Comparative Literature | Narrative
C313 | 1162 | Mitchell
9:30-10:45 MW BH 317
*Carries AHLA Credit
**Meets with C513**
This course provides a historical and analytical study of various from
of Western narrative literature. The first portion of the course will
be devoted to "simple" narrative forms and their use in more "complex"

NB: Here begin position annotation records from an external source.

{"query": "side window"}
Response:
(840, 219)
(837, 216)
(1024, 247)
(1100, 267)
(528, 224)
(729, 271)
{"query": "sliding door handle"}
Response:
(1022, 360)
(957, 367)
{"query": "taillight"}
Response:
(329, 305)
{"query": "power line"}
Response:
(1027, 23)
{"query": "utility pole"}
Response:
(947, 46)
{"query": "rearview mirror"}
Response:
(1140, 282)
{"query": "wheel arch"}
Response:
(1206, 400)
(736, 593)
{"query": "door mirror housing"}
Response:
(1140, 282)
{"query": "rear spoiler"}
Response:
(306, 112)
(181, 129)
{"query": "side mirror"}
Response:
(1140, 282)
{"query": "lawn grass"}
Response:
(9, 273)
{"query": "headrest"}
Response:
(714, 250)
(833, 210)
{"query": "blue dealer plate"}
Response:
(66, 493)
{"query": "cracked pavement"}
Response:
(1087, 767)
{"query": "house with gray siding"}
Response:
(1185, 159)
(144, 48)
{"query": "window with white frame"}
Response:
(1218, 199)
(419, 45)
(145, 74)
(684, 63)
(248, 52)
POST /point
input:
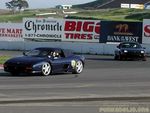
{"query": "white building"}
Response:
(64, 6)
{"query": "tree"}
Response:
(17, 4)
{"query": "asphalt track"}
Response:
(102, 79)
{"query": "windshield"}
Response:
(130, 45)
(37, 53)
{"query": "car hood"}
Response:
(133, 49)
(26, 60)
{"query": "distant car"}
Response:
(130, 50)
(45, 61)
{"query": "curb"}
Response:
(45, 100)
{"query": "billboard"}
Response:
(146, 31)
(43, 28)
(11, 32)
(114, 31)
(81, 30)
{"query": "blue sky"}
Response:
(46, 3)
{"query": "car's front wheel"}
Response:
(14, 73)
(78, 67)
(46, 69)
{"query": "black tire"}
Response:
(46, 69)
(78, 67)
(144, 59)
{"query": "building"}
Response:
(64, 6)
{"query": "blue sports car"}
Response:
(45, 61)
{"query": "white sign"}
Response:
(81, 30)
(11, 32)
(42, 28)
(146, 31)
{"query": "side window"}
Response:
(62, 54)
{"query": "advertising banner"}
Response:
(11, 32)
(81, 30)
(114, 31)
(43, 28)
(146, 31)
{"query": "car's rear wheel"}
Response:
(144, 59)
(116, 57)
(78, 67)
(14, 73)
(46, 69)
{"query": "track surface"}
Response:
(102, 77)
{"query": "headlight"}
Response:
(142, 52)
(125, 51)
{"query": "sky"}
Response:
(46, 3)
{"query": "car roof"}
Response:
(66, 52)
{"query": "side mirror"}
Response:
(118, 47)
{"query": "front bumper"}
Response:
(135, 55)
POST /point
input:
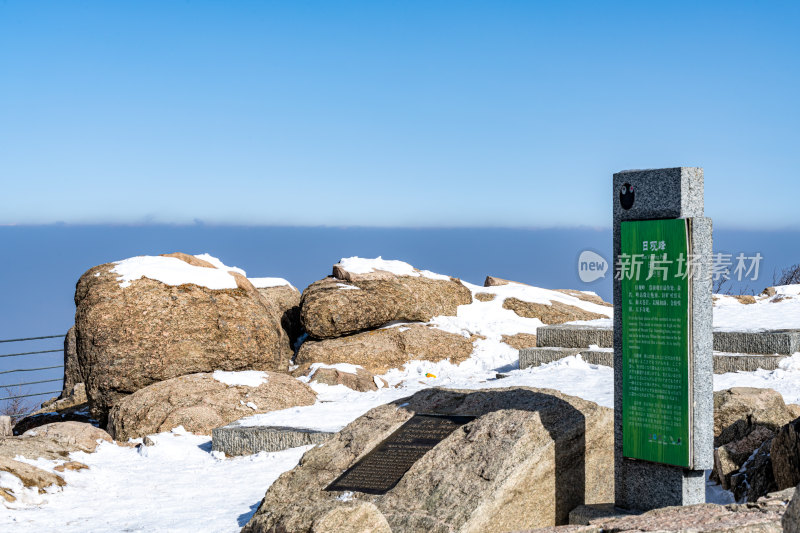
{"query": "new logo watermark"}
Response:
(591, 266)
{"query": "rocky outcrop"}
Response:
(333, 307)
(745, 423)
(791, 518)
(755, 478)
(53, 441)
(72, 369)
(785, 455)
(382, 349)
(728, 459)
(356, 378)
(553, 313)
(29, 476)
(286, 299)
(74, 436)
(528, 458)
(739, 409)
(200, 403)
(72, 407)
(147, 331)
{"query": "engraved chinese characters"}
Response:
(384, 466)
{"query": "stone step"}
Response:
(779, 341)
(538, 356)
(574, 336)
(770, 342)
(723, 362)
(247, 440)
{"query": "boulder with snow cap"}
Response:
(365, 294)
(382, 349)
(548, 306)
(528, 458)
(351, 376)
(20, 482)
(148, 319)
(54, 441)
(201, 402)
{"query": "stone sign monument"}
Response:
(663, 402)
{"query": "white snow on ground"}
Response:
(180, 485)
(177, 485)
(246, 378)
(360, 265)
(266, 283)
(173, 271)
(781, 311)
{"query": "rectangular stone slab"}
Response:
(383, 467)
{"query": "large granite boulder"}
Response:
(791, 518)
(785, 455)
(351, 376)
(379, 350)
(350, 302)
(72, 369)
(53, 441)
(286, 298)
(148, 319)
(739, 409)
(551, 310)
(68, 407)
(24, 478)
(755, 477)
(728, 459)
(527, 460)
(202, 402)
(553, 313)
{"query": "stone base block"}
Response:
(571, 336)
(583, 514)
(247, 440)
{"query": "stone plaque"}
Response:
(383, 467)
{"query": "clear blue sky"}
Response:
(392, 113)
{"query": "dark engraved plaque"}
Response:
(383, 467)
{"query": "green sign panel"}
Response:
(654, 268)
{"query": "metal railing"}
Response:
(27, 382)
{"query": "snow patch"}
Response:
(360, 265)
(266, 283)
(172, 271)
(245, 378)
(347, 368)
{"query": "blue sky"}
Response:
(391, 113)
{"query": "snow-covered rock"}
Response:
(529, 457)
(202, 402)
(148, 319)
(387, 293)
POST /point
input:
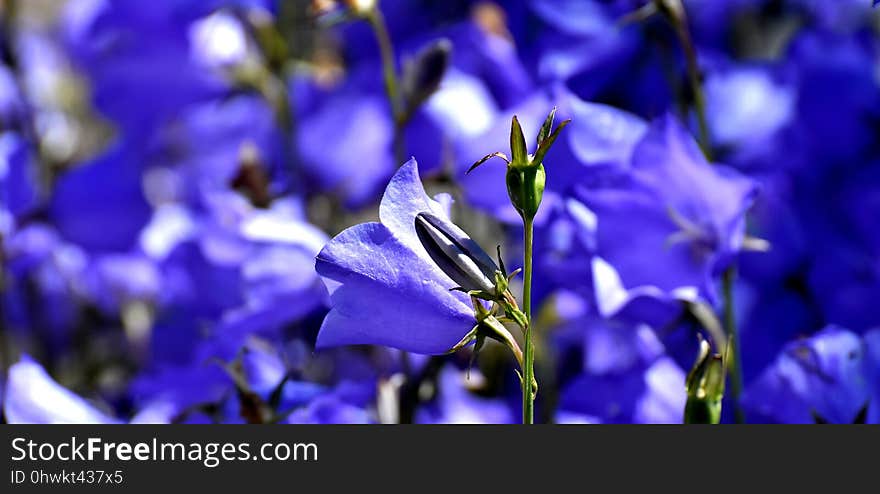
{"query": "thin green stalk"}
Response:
(735, 361)
(529, 352)
(693, 70)
(389, 75)
(734, 365)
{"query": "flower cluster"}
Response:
(261, 211)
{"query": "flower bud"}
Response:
(705, 388)
(456, 254)
(422, 74)
(525, 186)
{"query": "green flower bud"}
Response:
(705, 388)
(525, 187)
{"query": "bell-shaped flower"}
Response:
(385, 288)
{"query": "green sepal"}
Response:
(519, 153)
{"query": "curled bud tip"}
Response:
(456, 254)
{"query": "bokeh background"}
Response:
(169, 170)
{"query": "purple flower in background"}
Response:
(384, 287)
(667, 227)
(830, 377)
(456, 404)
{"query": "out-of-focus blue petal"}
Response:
(384, 288)
(825, 376)
(33, 397)
(456, 405)
(100, 205)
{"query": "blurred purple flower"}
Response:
(456, 404)
(33, 397)
(830, 377)
(626, 378)
(669, 226)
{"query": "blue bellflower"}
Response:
(385, 289)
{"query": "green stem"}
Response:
(735, 361)
(529, 352)
(389, 75)
(734, 365)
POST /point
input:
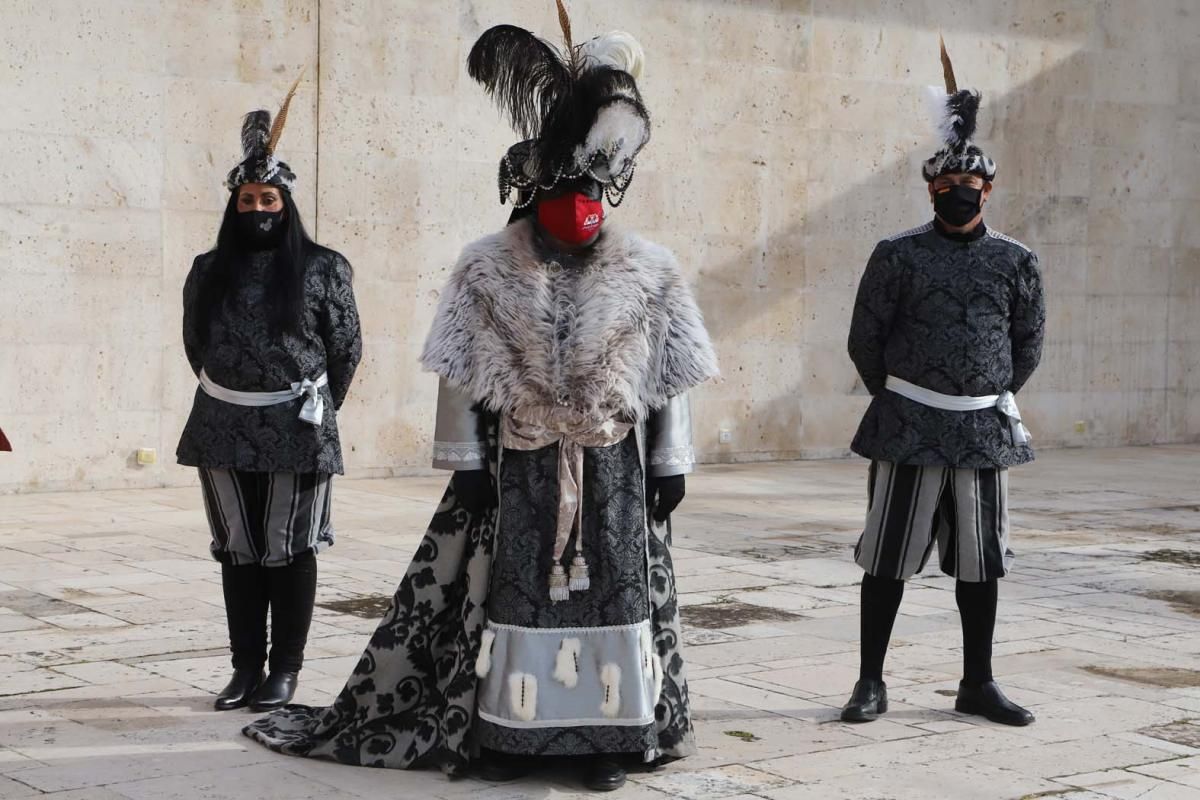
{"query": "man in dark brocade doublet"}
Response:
(947, 328)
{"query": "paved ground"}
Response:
(112, 644)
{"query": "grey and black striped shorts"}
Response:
(267, 518)
(964, 510)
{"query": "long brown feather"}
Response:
(952, 85)
(281, 119)
(564, 22)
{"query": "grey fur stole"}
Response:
(618, 335)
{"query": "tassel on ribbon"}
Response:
(580, 578)
(559, 587)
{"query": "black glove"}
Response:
(664, 495)
(474, 489)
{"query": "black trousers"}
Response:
(288, 593)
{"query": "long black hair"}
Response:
(286, 284)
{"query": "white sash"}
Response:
(1005, 403)
(312, 411)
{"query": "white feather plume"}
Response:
(618, 134)
(615, 49)
(937, 102)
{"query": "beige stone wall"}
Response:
(787, 140)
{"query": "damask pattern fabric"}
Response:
(411, 701)
(615, 531)
(243, 353)
(963, 318)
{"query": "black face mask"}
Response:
(958, 205)
(261, 229)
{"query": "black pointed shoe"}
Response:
(988, 701)
(275, 692)
(867, 702)
(604, 774)
(499, 768)
(237, 693)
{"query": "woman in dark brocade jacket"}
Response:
(947, 328)
(271, 330)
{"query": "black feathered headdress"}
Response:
(259, 137)
(579, 108)
(954, 116)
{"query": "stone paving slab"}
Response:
(112, 643)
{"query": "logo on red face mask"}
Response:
(573, 218)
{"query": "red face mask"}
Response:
(571, 218)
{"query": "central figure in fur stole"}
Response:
(539, 617)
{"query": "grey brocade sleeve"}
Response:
(670, 449)
(192, 338)
(460, 441)
(1029, 323)
(875, 308)
(341, 330)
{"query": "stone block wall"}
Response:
(787, 140)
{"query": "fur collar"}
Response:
(616, 334)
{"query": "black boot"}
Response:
(293, 590)
(237, 693)
(604, 774)
(867, 702)
(275, 692)
(247, 599)
(499, 768)
(989, 702)
(881, 603)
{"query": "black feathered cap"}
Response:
(954, 116)
(259, 138)
(579, 109)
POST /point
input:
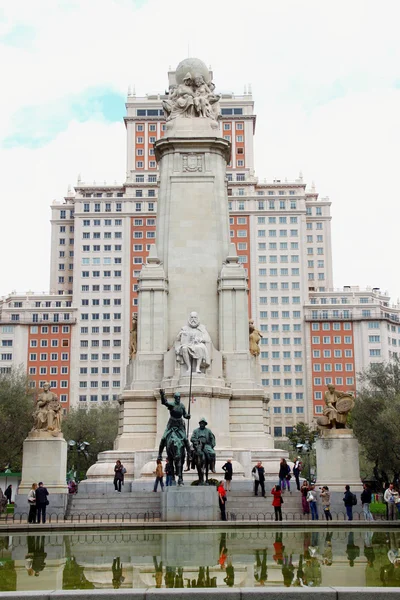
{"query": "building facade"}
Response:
(101, 236)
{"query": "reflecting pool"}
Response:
(192, 559)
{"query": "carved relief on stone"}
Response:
(192, 162)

literature. Here we will read some traditional myths, The Babylonian
Creation Epic, selections from Genesis, some traditional and literary
fairy tales, folktales and saints' legends, and Hrafnkel's Saga. We
will then consider how disparate narrative elements can be joined
together to form larger units; our texts for this portion of the
course will be selections from Boccaccio's Decameron, the Gospel
According to St. Luke, and Homer's Iliad. The last half of the course
will be devoted to consideration of the two great narative traditions
of recent centuries: the romance (Daphnis & Chloe, Chretien" Yvain and
Spenser's The Faerie Queene (Book I) and the novelistic tradition
(Lazarillo de Tormes, Goethe's Sorrows of Young Werther, Fieldings
Joseph Andrews, turgenev's Fathers and Sons, Conrad's Heart of
Darkness, Beckett's Molloy and Robbe-Grillet's Jealousy). The course
will require a good deal of reading; students can expect an average of
200 pages a week. There will be take-home midterm and final
examinations and occasional quizzes over the assigned material.